Vingt et un pays sont représentés. A côté des participants habituels, une entrée remarquée des pays du nord et de l'est : Finlande, Hongrie et République tchèque. Cette année, une page semble être tournée. Fini le temps des FIAC sanguinolentes, aux accents morbides et provocantes à haute dose. Une nouvelle ère s’annonce d’où émerge une certaine exigence plastique des œuvres conceptuelles présentées.

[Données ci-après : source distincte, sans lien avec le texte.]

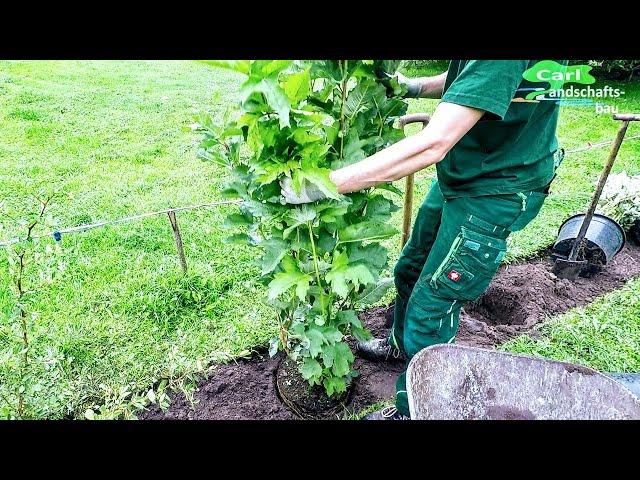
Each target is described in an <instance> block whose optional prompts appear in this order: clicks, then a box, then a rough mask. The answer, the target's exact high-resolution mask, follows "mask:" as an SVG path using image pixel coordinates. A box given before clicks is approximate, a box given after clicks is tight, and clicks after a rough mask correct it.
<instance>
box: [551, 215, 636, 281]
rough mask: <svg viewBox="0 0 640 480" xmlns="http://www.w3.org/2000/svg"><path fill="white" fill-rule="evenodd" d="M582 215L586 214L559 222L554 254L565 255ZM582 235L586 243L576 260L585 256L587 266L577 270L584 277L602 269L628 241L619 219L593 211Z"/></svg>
mask: <svg viewBox="0 0 640 480" xmlns="http://www.w3.org/2000/svg"><path fill="white" fill-rule="evenodd" d="M584 217H585V215H584V214H582V213H580V214H578V215H574V216H572V217H569V218H568V219H567V220H565V222H564V223H563V224H562V225H561V226H560V230H559V232H558V239H557V240H556V243H555V244H554V245H553V255H554V256H556V257H560V258H567V256H568V255H569V252H571V247H573V244H574V243H575V239H576V237H577V236H578V232H579V231H580V227H581V226H582V221H583V220H584ZM585 239H586V240H587V246H586V248H585V249H584V250H583V252H582V254H581V255H579V256H578V260H587V262H588V264H589V265H588V268H585V269H584V271H583V273H581V274H580V276H585V277H588V276H591V275H593V274H595V273H597V272H599V271H600V270H602V267H603V266H605V265H606V264H607V263H609V262H610V261H611V259H613V257H615V256H616V254H617V253H618V252H619V251H620V250H622V247H624V244H625V243H626V241H627V239H626V235H625V233H624V230H623V229H622V227H621V226H620V225H618V222H616V221H615V220H614V219H612V218H609V217H607V216H606V215H601V214H599V213H596V214H594V215H593V218H592V219H591V223H590V224H589V228H588V229H587V233H586V235H585Z"/></svg>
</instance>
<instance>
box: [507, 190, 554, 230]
mask: <svg viewBox="0 0 640 480" xmlns="http://www.w3.org/2000/svg"><path fill="white" fill-rule="evenodd" d="M545 191H546V193H545V192H541V191H534V192H531V193H530V194H529V195H528V197H527V198H526V201H524V202H523V208H522V210H521V211H520V214H519V215H518V216H517V217H516V219H515V220H514V221H513V223H512V224H511V226H510V227H509V231H511V232H517V231H518V230H522V229H523V228H524V227H526V226H527V225H528V224H529V223H531V221H532V220H533V219H534V218H536V216H537V215H538V213H540V209H541V208H542V205H543V204H544V201H545V200H546V198H547V197H548V196H549V194H548V188H547V189H545ZM520 195H522V194H520Z"/></svg>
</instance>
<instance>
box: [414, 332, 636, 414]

Certes, si la tendance n’est pas à la fantaisie (en temps de crise, la profession mise sur du solide), l’humour n’y est pas absent. David Reimondo chez Di Meo se joue de notre vue avec une Fiat 500 composée de tranches de pain de mie sous résine ; Christophe Terlinden (Aliceday) nous livre un Pinocchio renversé sur le nez qui a pour titre : « l’équilibre dans le mensonge ». Le collectif Taroop & Glabel (Semiose) érige en œuvre d’art des images absurdes tirées de la presse. On note également un net intérêt pour les questions environnementales. Le dialogue culture/nature est présent chez nombre d’artistes, tant par le biais de l’utilisation de matériaux recyclés (si cette pratique n’est pas récente, elle acquiert aujourd’hui ses lettres de noblesse) que par la nature en tant que telle affichée, dépeinte, sculptée. La feuille sous plexiglas de Giuseppe Penonne abritée par Tucci Russo et le paysage de neige et troncs photographié par Darren Almond (Alfonso Artiaco) forcent pour l’un au respect et pour l’autre à la nostalgie.

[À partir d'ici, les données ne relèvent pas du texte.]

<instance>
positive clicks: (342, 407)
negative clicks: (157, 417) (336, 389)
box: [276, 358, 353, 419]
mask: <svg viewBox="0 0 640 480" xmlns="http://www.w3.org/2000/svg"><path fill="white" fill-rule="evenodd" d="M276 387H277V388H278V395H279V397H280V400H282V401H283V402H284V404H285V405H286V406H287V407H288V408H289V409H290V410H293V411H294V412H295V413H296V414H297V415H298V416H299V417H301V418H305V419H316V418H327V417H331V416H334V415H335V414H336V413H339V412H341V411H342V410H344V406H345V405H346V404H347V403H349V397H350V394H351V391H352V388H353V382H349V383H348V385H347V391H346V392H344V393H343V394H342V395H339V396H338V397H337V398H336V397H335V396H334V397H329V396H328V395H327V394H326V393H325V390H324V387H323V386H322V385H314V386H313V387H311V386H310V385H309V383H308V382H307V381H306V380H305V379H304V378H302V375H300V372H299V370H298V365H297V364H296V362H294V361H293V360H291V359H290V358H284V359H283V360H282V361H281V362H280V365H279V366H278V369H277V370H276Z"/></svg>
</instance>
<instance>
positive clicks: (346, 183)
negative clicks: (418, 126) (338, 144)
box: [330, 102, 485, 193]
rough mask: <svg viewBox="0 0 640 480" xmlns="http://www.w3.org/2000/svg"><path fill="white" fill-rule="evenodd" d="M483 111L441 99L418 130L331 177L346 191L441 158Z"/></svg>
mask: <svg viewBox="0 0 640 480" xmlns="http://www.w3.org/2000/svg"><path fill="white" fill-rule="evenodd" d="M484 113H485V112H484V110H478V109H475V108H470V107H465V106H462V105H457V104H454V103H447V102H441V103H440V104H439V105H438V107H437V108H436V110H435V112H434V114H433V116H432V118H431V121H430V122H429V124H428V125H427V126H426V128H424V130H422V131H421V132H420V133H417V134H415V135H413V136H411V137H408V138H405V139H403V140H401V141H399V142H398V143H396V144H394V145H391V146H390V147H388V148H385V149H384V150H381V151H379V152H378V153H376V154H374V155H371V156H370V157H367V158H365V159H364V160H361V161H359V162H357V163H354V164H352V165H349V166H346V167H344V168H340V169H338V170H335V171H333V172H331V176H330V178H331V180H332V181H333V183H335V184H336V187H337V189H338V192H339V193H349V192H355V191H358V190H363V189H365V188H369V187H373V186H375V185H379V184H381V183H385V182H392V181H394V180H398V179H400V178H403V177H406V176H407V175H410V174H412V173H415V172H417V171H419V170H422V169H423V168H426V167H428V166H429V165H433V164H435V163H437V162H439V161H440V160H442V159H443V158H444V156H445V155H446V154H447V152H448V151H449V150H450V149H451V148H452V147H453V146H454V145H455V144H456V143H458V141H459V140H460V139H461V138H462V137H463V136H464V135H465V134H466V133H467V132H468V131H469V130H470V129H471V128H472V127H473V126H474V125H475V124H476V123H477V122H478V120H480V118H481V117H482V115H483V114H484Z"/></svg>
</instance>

Soulignons également, cette année, deux initiatives séduisantes pour les collectionneurs comme pour les visiteurs : au Grand Palais, une présentation conjointe d’œuvres muséales d’un groupe de dix galeries mondialement reconnues. La découverte d’œuvres majeures du XX° siècle, issues pour certaines de collections privées, donne à la visite une dimension supplémentaire. De superbes Soulages, Gleize, Fautrier, Calder vous rappelle que l’art est aussi cette « inaccessible étoile ». A la Cour carrée, quatorze jeunes galeries — sponsorisées par les Galeries Lafayette — exposent des artistes audacieux en phase avec leur génération. Autre point intéressant : on découvre au fil des allées des expositions thématiques telles que Chez Nathalie Seroussi qui dévoile ses machines protéiformes des années 50.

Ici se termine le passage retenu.